The spreadsheet has to exist before we can add sheets into it.
To add sheets, you have to use a Database: Insert/Update/Delete Action.
CREATE TABLE [Let There Be Sheet] (FirstName VARCHAR, LastName VARCHAR, Department VARCHAR, Location VARCHAR); --Its better leaving the type as VARCHAR, i.e., make it generic
If you want to create a new spreadsheet and perform operations onto it, I won’t recommend using the File: Create Action to create the Excel Spreadsheet, instead use the Excel Advanced: Create Workbook.
The File: Create Action has a bug which will be addressed and resolved in next update.
Also, when you create a new Spreadsheet, it will always has a sheet named Sheet1, which is why I think it only makes sense to use this with pre-existing spreadsheets.
If you are still curious, you can simply try creating an Excel Spreadsheet using the File Action Package and try opening it. Its better if you get in the habit of playing around with different actions just to get a feel for it, as it helps you make better decisions during development and even prevent major production issues.
Update Sheets with…JOINS?
Its better if you find other ways of achieving this because there is a good chance that this operation will timeout.

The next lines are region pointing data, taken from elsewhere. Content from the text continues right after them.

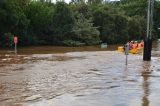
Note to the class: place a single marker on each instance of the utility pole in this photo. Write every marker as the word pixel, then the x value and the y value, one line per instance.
pixel 148 39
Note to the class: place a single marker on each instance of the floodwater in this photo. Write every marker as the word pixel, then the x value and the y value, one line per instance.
pixel 79 76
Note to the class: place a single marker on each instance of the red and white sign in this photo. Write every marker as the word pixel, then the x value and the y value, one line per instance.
pixel 15 40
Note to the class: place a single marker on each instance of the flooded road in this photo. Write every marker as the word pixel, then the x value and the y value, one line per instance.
pixel 85 76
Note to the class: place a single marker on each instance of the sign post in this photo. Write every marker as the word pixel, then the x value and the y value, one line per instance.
pixel 126 52
pixel 15 43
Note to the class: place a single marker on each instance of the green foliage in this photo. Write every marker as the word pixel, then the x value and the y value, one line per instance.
pixel 41 22
pixel 136 28
pixel 63 22
pixel 85 32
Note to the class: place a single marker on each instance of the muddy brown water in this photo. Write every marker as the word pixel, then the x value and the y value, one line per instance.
pixel 79 76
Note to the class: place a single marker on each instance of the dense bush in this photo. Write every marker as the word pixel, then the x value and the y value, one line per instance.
pixel 42 22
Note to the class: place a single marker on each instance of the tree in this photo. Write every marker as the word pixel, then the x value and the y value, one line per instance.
pixel 63 21
pixel 85 32
pixel 13 19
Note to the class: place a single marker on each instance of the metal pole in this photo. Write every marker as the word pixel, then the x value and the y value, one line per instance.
pixel 126 59
pixel 15 48
pixel 148 39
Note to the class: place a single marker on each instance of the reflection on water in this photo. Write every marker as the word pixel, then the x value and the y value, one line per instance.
pixel 145 74
pixel 95 77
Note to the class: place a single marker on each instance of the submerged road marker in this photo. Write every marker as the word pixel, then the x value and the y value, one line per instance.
pixel 15 43
pixel 126 52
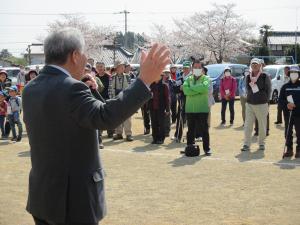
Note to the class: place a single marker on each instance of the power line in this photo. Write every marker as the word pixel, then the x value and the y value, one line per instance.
pixel 137 12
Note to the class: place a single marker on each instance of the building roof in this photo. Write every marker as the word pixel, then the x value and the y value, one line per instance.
pixel 36 50
pixel 107 55
pixel 283 38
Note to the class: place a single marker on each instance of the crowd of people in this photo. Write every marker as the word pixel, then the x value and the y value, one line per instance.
pixel 66 180
pixel 183 96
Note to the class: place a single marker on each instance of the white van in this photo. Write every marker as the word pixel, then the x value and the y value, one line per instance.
pixel 12 73
pixel 276 73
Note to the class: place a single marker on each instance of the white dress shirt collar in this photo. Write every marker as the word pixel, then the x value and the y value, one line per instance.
pixel 61 69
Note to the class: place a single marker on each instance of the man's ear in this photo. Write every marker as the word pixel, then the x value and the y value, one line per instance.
pixel 74 57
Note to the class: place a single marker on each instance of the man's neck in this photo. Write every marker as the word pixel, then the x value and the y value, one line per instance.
pixel 101 73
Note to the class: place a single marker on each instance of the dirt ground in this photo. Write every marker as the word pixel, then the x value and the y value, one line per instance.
pixel 154 185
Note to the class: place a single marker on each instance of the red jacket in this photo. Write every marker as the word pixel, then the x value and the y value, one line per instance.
pixel 228 83
pixel 3 109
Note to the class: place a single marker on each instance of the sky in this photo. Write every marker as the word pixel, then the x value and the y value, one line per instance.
pixel 23 22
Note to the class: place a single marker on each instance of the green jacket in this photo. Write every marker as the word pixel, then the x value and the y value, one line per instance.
pixel 196 92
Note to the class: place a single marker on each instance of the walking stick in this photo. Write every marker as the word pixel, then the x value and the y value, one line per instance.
pixel 286 135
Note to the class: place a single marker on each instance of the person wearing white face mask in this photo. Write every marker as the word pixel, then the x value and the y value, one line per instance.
pixel 279 109
pixel 258 87
pixel 228 88
pixel 196 90
pixel 289 100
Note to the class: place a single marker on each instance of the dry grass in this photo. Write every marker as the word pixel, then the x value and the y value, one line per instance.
pixel 155 185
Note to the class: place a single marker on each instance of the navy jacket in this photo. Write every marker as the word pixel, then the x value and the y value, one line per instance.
pixel 66 181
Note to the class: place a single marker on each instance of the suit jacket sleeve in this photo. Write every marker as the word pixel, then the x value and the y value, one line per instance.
pixel 91 113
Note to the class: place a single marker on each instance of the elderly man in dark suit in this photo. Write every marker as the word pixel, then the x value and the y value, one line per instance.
pixel 66 181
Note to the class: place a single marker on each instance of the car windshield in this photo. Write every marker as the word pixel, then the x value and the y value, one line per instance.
pixel 13 73
pixel 215 71
pixel 271 71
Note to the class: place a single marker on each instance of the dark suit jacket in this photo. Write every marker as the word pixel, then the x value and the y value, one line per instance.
pixel 61 117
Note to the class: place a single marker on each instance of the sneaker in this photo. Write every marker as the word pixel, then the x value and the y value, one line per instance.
pixel 208 153
pixel 199 139
pixel 245 148
pixel 288 153
pixel 19 138
pixel 118 137
pixel 14 139
pixel 129 138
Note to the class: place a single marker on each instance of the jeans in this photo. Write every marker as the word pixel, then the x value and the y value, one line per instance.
pixel 2 118
pixel 181 120
pixel 294 122
pixel 174 109
pixel 260 112
pixel 243 104
pixel 200 120
pixel 146 116
pixel 231 109
pixel 158 125
pixel 12 123
pixel 279 113
pixel 167 125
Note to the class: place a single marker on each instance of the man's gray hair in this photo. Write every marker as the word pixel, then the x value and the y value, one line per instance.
pixel 60 44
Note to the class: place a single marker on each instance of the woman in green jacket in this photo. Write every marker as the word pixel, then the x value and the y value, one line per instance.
pixel 196 90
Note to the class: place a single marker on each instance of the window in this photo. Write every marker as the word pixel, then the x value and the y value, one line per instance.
pixel 273 47
pixel 279 47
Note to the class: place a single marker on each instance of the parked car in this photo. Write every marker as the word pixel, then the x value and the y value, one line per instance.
pixel 276 73
pixel 12 73
pixel 215 72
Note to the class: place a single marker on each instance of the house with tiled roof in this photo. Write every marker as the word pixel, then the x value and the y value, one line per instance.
pixel 279 41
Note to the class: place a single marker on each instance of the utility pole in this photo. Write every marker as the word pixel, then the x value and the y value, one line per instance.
pixel 29 54
pixel 296 41
pixel 125 12
pixel 114 50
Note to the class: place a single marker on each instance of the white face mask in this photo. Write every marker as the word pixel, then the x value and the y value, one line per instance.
pixel 294 76
pixel 227 74
pixel 197 72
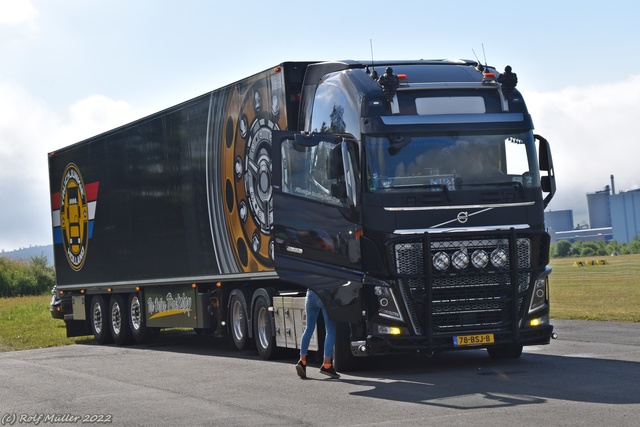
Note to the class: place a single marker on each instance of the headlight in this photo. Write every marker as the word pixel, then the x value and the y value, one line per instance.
pixel 387 306
pixel 540 296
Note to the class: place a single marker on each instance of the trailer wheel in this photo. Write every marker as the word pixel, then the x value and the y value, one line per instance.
pixel 100 319
pixel 137 322
pixel 239 322
pixel 119 321
pixel 512 351
pixel 263 329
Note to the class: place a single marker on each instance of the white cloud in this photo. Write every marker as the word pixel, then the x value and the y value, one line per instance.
pixel 28 131
pixel 593 135
pixel 18 12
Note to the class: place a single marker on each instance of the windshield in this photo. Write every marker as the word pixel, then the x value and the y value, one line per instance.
pixel 451 162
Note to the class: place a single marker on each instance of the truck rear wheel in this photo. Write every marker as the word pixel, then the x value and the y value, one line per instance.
pixel 137 322
pixel 100 319
pixel 119 321
pixel 263 329
pixel 239 322
pixel 511 351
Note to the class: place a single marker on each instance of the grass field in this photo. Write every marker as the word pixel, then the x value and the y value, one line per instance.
pixel 592 292
pixel 596 292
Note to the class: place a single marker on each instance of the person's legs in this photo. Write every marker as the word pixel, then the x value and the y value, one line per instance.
pixel 329 341
pixel 312 310
pixel 330 337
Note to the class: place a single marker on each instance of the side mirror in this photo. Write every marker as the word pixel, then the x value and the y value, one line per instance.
pixel 548 181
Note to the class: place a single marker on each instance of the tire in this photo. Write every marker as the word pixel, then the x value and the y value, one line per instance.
pixel 238 321
pixel 119 321
pixel 137 322
pixel 343 358
pixel 511 351
pixel 99 320
pixel 263 329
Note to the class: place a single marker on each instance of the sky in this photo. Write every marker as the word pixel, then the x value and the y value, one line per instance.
pixel 70 69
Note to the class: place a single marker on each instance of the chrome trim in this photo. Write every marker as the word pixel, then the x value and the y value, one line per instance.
pixel 452 118
pixel 460 229
pixel 458 207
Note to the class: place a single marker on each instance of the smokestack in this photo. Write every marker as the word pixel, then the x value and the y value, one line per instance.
pixel 613 186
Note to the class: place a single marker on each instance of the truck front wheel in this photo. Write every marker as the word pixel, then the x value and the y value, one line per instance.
pixel 263 329
pixel 343 359
pixel 100 319
pixel 239 322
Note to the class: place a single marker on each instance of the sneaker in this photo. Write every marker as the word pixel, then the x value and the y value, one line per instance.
pixel 301 369
pixel 330 372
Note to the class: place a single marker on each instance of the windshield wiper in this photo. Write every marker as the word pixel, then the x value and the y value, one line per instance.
pixel 398 142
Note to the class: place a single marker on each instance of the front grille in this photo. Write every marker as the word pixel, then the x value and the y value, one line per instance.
pixel 444 291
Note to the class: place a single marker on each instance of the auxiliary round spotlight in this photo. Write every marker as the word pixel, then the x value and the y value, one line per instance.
pixel 460 259
pixel 479 259
pixel 499 257
pixel 441 261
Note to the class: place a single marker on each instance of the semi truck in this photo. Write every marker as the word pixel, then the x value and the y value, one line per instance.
pixel 409 195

UPDATE [Movies$$] AS t1 INNER JOIN [Budget$$] AS t2 ON t1.[Title]=t2.[Title] SET t1.[Title]= t2.[Profit] --The order is important
Of course, you can lengthen the SQL Timeout, but I would recommend using the Python Scripting Package instead, particularly the Pandas library.

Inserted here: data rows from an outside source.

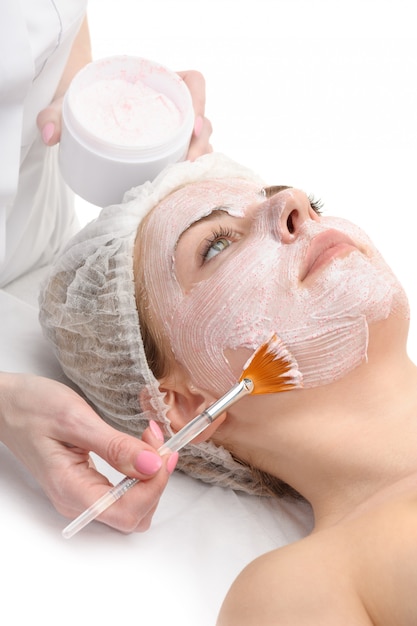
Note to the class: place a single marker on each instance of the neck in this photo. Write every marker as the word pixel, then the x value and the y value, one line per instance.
pixel 345 444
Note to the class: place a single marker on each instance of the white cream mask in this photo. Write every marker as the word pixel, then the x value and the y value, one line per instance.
pixel 257 291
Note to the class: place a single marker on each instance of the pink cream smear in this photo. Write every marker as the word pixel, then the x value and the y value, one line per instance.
pixel 126 113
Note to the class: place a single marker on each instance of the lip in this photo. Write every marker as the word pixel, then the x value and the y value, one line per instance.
pixel 323 248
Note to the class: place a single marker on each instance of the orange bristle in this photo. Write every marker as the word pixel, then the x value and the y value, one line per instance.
pixel 272 368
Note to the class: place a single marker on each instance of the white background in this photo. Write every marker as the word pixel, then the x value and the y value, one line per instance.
pixel 317 94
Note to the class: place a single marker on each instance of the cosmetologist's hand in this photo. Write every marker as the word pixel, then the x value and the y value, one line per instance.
pixel 51 430
pixel 200 140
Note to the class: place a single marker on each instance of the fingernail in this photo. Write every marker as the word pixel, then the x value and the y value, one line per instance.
pixel 172 462
pixel 148 462
pixel 156 431
pixel 198 126
pixel 47 132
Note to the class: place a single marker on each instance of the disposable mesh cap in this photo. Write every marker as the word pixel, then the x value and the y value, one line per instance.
pixel 88 312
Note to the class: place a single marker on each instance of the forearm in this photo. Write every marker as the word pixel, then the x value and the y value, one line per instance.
pixel 79 56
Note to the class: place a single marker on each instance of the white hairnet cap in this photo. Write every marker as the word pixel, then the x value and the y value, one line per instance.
pixel 88 312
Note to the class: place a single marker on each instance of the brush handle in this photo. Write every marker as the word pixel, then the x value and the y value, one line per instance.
pixel 175 443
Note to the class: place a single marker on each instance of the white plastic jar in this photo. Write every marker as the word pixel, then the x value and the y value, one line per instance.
pixel 124 119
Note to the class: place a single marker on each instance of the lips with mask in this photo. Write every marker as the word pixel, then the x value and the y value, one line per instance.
pixel 319 293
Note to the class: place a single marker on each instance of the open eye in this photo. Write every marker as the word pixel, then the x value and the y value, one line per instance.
pixel 219 241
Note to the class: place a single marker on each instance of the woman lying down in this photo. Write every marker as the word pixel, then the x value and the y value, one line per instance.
pixel 153 312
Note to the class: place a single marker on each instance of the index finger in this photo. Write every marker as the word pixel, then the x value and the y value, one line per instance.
pixel 197 86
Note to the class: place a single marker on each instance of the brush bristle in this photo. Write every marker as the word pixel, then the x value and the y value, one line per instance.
pixel 272 368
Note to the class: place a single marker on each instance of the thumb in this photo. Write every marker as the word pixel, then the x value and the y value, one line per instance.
pixel 49 122
pixel 125 453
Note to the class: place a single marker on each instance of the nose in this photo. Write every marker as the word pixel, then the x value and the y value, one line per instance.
pixel 290 209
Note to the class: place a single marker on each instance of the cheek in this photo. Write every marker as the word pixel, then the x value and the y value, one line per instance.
pixel 230 311
pixel 325 327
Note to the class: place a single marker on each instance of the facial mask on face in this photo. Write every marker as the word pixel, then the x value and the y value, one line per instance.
pixel 257 292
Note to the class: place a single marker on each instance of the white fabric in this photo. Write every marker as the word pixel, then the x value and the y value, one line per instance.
pixel 177 572
pixel 36 213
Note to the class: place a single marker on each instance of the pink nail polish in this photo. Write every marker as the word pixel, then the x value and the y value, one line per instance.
pixel 156 431
pixel 172 462
pixel 198 126
pixel 148 462
pixel 47 132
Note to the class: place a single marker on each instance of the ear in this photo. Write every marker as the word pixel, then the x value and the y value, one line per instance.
pixel 185 402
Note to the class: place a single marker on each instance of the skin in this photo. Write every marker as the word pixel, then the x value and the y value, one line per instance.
pixel 354 461
pixel 51 429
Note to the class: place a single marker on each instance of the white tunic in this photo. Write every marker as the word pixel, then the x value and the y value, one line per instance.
pixel 36 208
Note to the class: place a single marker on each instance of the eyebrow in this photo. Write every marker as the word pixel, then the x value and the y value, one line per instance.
pixel 274 189
pixel 218 211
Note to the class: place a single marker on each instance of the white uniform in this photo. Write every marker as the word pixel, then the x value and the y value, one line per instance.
pixel 36 208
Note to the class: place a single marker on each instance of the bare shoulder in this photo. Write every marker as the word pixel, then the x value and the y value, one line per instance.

Joining Multiple CSV Files
CSV are static files which means you can only query data from it and create joins.
Whether you have multiple sheets in a spreadsheet or multiple CSV files in a given Directory, you can chain as many JOINs as you want.
That will be illustrated here, as we will try to join three CSV files.
Now remember, the connection string for CSV files has to reference its Folder Path, and not the individual files. The table names are not the sheet names, but the file name along with its extension.
SELECT t2.[Lead Actor], t1.[Genre], t3.[Profit] FROM [TGL.csv] AS t1 INNER JOIN [TAD.csv] AS t2 ON t1.[Title] = t2.[Title]
When we chain JOINs, the previous INNER JOIN has to be converted into a sub-query i.e., just sandwich the meat between two moon brackets before adding the last slice of INNER JOIN.
SELECT t2.[Lead Actor], t1.[Genre], t3.[Profit] FROM ([TGL.csv] AS t1 INNER JOIN [TAD.csv] AS t2 ON t1.[Title] = t2.[Title]) INNER JOIN [DGB.csv] AS t3 ON t2.[Lead Actor] = t3.[Lead Actor]
If there are more files, then simply convert the entire block into a sub-query like so:
SELECT t2.[Lead Actor], t1.[Genre], t3.[Profit], tct.[Adsense Revenue] FROM (([TGL.csv] AS t1 INNER JOIN [TAD.csv] AS t2 ON t1.[Title] = t2.[Title]) INNER JOIN [DGB.csv] AS t3 ON t2.[Lead Actor] = t3.[Lead Actor]) INNER JOIN [TCT.csv] As tct ON t3.[Profit] = tct.[Profit]
And with that, we have covered most of the Database operations you will ever require when interacting with spreadsheets and CSV files.
I still haven’t found anything about CSV files, and whether we can actually manipulate data within it, but it doesn’t matter. We can always use a WHERE to filter data from it, write it to Excel, then update it.
All in all, there is nothing complicated about Database Operations. Exposure is the key, and the more familiar you become with it, the better equipped you are.
Now if you will excuse me, I have to get back to guilt tripping my juniors for not recognizing how generous I am for sharing all my work experience with them.